There was no plan: the workload could run on Fargate, but Karpenter managed the elasticity of the cluster. Fair enough, Karpenter is a great tool, and it just got out of beta status. We were pretty happy about this finding because automatic resource decommissioning and assignment were considered, even if the manageability could be increased. We briefly discussed the elasticity and the R&D done to evaluate solutions because the application's load was pretty unpredictable; good job!

So we had a look at the EKS cluster running on Fargate and found out that it was used.. to run Karpenter!

We had to ask: did they migrate the EC2 Cluster from Autoscaler to Karpenter? The answer was no: they built a second Cluster to migrate the workload.

We were puzzled: why didn't they use the Fargate platform (or, even better, add a Fargate profile and start running pods on it) if a migration was needed? The answer was simple: "Because we use Karpenter!" We were puzzled but had to move on; we noted this for the report (and this article!).

The complexity of running a tool and maintaining its configuration to scale resources that can scale without any particular intervention will lead to errors and problems (especially during upgrades and changes).
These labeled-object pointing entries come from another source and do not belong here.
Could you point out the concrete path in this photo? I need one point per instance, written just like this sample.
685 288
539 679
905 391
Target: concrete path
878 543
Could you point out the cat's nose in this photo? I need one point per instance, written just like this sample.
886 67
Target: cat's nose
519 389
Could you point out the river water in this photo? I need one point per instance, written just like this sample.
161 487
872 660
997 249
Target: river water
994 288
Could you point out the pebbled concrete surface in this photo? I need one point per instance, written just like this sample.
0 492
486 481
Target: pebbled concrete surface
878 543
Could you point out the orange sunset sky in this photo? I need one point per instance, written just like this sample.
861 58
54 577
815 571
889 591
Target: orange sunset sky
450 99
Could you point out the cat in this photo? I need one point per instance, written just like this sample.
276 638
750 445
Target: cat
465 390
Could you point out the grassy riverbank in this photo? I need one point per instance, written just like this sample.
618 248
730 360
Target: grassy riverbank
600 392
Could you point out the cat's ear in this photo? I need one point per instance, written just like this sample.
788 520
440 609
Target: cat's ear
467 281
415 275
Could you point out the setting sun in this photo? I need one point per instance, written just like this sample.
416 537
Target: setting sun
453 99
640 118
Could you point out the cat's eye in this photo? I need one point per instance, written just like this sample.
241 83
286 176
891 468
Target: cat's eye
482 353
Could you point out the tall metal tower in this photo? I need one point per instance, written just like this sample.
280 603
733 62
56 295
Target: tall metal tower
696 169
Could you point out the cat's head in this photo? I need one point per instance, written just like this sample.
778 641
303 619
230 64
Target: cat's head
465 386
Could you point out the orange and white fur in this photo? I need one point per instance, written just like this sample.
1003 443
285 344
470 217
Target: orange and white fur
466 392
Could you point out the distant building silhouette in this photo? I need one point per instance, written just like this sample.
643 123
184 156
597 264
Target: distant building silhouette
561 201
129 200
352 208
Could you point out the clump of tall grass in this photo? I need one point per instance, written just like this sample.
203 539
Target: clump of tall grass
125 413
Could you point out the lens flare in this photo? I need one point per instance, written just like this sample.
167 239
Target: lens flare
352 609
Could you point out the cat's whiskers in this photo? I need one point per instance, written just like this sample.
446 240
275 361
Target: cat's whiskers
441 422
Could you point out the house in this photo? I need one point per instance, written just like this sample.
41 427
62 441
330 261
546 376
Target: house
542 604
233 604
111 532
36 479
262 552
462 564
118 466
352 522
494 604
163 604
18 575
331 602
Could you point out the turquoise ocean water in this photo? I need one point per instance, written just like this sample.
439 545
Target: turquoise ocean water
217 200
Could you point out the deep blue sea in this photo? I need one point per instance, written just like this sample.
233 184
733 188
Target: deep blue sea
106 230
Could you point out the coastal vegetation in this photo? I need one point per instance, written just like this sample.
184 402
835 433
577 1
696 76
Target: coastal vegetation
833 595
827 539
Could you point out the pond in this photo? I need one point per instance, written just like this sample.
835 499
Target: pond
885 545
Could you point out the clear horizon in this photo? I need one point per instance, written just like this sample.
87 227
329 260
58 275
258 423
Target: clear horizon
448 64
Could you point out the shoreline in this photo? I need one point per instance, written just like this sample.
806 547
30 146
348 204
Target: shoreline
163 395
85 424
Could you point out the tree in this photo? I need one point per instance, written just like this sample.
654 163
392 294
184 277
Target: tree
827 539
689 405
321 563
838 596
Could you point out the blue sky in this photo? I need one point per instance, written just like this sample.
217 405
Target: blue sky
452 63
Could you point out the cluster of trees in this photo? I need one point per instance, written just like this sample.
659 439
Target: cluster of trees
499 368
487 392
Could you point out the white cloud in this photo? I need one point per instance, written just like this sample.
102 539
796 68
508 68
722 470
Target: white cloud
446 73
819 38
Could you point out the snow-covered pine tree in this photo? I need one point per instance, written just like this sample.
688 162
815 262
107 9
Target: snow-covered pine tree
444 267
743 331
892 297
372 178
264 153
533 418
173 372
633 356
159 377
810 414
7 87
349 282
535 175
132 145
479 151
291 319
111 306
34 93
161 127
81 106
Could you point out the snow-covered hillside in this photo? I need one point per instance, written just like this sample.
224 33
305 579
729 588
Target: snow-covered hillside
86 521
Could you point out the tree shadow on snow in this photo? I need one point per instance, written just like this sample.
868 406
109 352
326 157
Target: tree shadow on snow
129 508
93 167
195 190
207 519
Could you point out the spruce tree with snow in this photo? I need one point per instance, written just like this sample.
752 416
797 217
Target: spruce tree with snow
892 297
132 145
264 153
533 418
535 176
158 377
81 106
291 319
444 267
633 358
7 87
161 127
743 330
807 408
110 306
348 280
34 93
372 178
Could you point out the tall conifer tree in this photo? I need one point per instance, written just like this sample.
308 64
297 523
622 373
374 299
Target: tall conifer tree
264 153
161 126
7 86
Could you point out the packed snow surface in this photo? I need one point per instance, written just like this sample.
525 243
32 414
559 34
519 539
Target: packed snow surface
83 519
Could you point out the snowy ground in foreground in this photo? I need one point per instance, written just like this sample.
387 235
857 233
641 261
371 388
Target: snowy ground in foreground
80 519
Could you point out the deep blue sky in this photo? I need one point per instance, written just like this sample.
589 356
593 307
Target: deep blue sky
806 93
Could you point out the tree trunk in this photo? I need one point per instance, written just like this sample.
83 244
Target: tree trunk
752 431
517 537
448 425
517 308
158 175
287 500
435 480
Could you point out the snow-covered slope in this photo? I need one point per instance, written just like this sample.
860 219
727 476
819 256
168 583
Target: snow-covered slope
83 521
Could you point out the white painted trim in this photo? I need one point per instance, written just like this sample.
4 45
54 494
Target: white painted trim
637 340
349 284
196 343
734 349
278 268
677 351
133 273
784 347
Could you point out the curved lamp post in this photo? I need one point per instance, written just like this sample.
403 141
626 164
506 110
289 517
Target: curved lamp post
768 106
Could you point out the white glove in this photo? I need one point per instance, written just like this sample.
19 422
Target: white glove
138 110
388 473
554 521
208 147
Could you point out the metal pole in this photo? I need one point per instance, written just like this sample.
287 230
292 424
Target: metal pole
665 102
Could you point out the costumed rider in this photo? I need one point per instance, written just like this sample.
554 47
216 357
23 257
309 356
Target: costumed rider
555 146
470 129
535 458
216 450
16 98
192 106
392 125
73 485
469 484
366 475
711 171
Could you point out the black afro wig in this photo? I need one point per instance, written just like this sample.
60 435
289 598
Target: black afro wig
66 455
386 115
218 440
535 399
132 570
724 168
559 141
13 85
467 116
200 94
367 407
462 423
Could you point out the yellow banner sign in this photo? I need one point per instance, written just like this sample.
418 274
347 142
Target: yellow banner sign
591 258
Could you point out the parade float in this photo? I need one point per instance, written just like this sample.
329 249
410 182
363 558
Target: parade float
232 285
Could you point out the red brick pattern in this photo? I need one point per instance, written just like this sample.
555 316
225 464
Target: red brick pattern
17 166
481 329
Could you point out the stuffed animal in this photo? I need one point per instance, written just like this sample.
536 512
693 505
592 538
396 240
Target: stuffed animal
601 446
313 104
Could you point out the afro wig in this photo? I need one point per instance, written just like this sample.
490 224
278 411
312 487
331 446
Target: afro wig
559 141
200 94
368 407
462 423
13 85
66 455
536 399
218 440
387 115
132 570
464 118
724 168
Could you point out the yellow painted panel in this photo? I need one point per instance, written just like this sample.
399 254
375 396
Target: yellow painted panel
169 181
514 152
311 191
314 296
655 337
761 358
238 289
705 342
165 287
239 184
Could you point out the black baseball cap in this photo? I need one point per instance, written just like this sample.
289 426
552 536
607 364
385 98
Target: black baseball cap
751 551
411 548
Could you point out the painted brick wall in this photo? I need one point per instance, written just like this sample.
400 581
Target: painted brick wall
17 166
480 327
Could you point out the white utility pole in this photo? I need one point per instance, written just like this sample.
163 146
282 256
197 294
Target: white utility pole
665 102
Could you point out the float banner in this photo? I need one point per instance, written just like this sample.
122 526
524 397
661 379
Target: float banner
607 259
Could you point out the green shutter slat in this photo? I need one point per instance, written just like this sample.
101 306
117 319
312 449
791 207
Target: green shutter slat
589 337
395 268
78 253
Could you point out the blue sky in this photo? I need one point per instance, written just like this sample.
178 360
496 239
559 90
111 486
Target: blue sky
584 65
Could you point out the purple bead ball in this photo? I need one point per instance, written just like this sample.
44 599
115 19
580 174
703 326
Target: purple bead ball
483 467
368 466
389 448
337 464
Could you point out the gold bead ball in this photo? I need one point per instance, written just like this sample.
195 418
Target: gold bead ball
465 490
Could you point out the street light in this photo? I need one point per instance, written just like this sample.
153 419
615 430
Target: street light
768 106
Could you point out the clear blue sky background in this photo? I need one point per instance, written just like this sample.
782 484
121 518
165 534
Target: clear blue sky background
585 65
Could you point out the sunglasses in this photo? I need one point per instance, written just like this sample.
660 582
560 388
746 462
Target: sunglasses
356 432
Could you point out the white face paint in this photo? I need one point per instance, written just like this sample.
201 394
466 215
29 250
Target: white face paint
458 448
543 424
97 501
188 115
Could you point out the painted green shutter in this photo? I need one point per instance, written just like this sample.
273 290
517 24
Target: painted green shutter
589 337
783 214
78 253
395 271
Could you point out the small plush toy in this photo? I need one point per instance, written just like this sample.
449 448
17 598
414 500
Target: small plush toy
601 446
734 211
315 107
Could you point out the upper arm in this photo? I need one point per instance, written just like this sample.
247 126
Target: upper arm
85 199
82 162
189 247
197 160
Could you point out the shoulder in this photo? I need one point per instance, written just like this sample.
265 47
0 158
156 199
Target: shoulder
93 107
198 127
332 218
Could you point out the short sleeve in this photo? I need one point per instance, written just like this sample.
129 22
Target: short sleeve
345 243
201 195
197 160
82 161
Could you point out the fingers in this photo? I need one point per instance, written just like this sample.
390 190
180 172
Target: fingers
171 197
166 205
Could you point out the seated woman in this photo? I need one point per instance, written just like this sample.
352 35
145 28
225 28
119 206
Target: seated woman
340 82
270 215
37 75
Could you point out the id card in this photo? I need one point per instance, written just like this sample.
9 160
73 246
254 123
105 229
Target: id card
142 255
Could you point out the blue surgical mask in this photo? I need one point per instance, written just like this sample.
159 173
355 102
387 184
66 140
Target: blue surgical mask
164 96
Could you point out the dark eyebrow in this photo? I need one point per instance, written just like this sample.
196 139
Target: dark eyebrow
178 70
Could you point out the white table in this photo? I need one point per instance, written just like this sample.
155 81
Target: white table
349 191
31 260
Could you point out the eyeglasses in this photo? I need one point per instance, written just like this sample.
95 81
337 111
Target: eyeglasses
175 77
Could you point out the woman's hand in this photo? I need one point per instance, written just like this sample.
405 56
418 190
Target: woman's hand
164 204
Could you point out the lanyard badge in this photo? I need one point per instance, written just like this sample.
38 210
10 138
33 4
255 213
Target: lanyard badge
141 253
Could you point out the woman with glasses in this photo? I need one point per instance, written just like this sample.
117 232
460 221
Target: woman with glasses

Instead of managing one component, now you have to take care of an additional one and evaluate their interaction.

In this case, we saw a pattern: what if someone adds a GUI to Karpenter in the future? We can bet we will find the GUI running while doing the next Well-Architected review! It's a neverending loop of adding complexity to a system to manage its complexity.

When we add a component, we have to evaluate its impact. Even if it seems to ease our job, we always have to ask ourselves: Is there a managed service designed for that?

CI/CR (Continuous Integration, Continuous Rollback)

"Diabolical forces are formidable. These forces are eternal, and they exist today. The fairy tale is true. The devil exists. God exists. And for us, as people, our very destiny hinges upon which one we elect to follow.”

The Conjuring

For our project, we need three different environments and, of course, CI/CD pipelines for our front end and back end." Nothing makes us happier than hearing this requirement in a project's kick-off call! Finally, the "Developmenttestproduction" scenario was a distant memory.

Since there was no particular technology stack, we used CodeBuild and CodePipeline and agreed on using three different branches for different environments: dev, test, and production, each associated with a pipeline running in the specific environment.

To "promote" code between environments, a merge has to be made from dev to test, and so on. Someone can argue that there are better flows, but this seemed to adapt well to the development workflow already in place.

After some IaC and CDK development, the dev and test environments were ready for both the front end and the back end. We were asked to identify releases on ECR images and assets on S3 buckets with the commit ID. It was easy and done, but we didn't have an idea of what was about to happen.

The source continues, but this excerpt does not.